Cockroaches have roamed the Earth for more than 300 million years and have easily adapted to living with humans, but that doesn't mean you have to accept their presence in your home. German roaches are one of the most common indoor roach species throughout the United States, often hitching rides into even the cleanest of homes on paper bags and cardboard boxes. Once inside, these prolific breeders can quickly cause infestations. Fortunately, you can get rid of German roaches using a multitactic approach.
About German Cockroaches
German roaches (Blattella germanica) are nocturnal creatures that forage at night and spend their days hiding in warm, humid areas close to water and food sources. They thrive in kitchens and bathrooms but will move into other rooms if populations boom. The pests cluster together when they find favorable hiding spots, such as behind and beneath sinks and kitchen appliances as well as in cabinets and tiny wall voids.
Although just 1/2- to 5/8-inch long, these small pests can cause big problems. German roach populations increase very quickly due to high reproductive rates, with each female generating more than 30,000 offspring each year. In addition, German roaches can carry disease pathogens, including those that cause staph infections, pneumonia, hepatitis, salmonella and E. coli. They can also transfer tiny parasites, such as pinworms, tapeworms and hookwoorms. Roach feces and shed skins also contain allergens that can trigger asthma, nasal congestion, watery eyes and skin rashes in sensitive people.

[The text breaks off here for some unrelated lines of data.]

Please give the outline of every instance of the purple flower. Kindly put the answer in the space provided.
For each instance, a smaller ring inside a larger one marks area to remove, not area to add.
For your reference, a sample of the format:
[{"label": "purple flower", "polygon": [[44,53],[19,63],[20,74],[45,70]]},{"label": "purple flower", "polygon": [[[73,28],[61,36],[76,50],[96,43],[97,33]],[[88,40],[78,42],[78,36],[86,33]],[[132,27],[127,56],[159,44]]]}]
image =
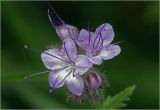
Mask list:
[{"label": "purple flower", "polygon": [[91,89],[98,89],[102,85],[102,77],[96,72],[90,72],[86,76],[87,86]]},{"label": "purple flower", "polygon": [[51,70],[49,84],[59,88],[66,84],[67,88],[77,96],[83,92],[84,82],[80,77],[92,67],[85,55],[77,55],[76,45],[72,39],[63,40],[62,49],[49,49],[41,54],[44,65]]},{"label": "purple flower", "polygon": [[100,25],[95,33],[82,29],[77,44],[86,51],[86,56],[93,64],[100,65],[103,60],[117,56],[121,49],[118,45],[111,44],[114,31],[110,24]]},{"label": "purple flower", "polygon": [[58,36],[61,40],[65,38],[71,38],[72,40],[77,40],[78,30],[76,27],[66,24],[55,12],[53,7],[49,4],[48,8],[48,18],[51,25],[55,28]]}]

Baits are the most effective way to get rid of German roaches, but it might take three or four weeks before you notice results. Look for products containing boric acid, fipronil, abamectin or hydramethylnon for the best results. Those slow-acting ingredients allow the poisoned pests to crawl back to their living areas before dying. Other roaches will die after eating the dead bug or its poisoned feces.
To get rid of the German roaches, use at least 12 small, prefilled bait stations, placing two in each bathroom and 10 around your kitchen. Place bait stations flush into corners and up against walls so the pests encounter the bait while out foraging. Avoid placing stations where curious kiddos and pets can find them, however. Check bait stations once a month until roach populations decline, and then check them four times a year.
Insecticide sprays and bug bombs are ineffective long-term German roach controls because those applications have very little residual effect. In fact, those products can cause roaches to scatter throughout your home, making control more difficult while exposing family members to potentially harmful chemicals. With German roach infestations, however, using a liquid insecticide containing pyriproxyfen or hydroprene can give you a jump start on pest control by wiping out exposed roaches. Look for a ready-to-use aerosol spray and apply according to label instructions. Spray around plumbing pipes and drains, kitchen and bathroom sinks, kitchen appliances, toilets and baseboards. Avoid spraying counters or other food prep surfaces. Keep people and pets away from treated surfaces for at least four hours. Some sprays damage tile or carpets, so read the product's label before use.
Boric Acid Dust
One low-toxic approach involves applying a thin film of boric acid dust beneath kitchen appliances, around plumbing pipes and in little wall cracks and voids. Boric acid insecticides come in squeeze-type bottles with thin tips for easy application. The dust clings to roach bodies as they crawl through treated areas, and then the pests consume some of the stomach poison when grooming. Although it can take at least seven days to reduce roach populations, boric acid dust can give you long-lasting control as long as it remains dry. Don't use boric acid where kids and pets will find it or in areas where you store utensils or food. Wearing a face mask can help you avoid inhaling the dust as you apply it. Reapply dust as needed.
Removing Food and Moisture
No matter what kind of chemical control you decide to use, you must also reduce food and water sources in your home or the roaches will rebound. Roaches don't need a lot of food to survive, so keep cupboards, countertops and all kitchen appliances clean and crumb-free. Promptly clean up spilled food and wash dishes immediately after use. Vacuum floors daily, paying close attention to areas where people eat, including around kitchen islands and dining room tables. Not only will this pick up food orts, but it can also suck up roaches along with their shed skins, droppings and eggs. Empty vacuum contents in an outdoor trashcan. Eliminate moisture by fixing all plumbing leaks. Don't leave water in sinks, and pick up pet water and food dishes at night. Fix old grout around your shower and tub, and seal gaps behind sinks and around countertops.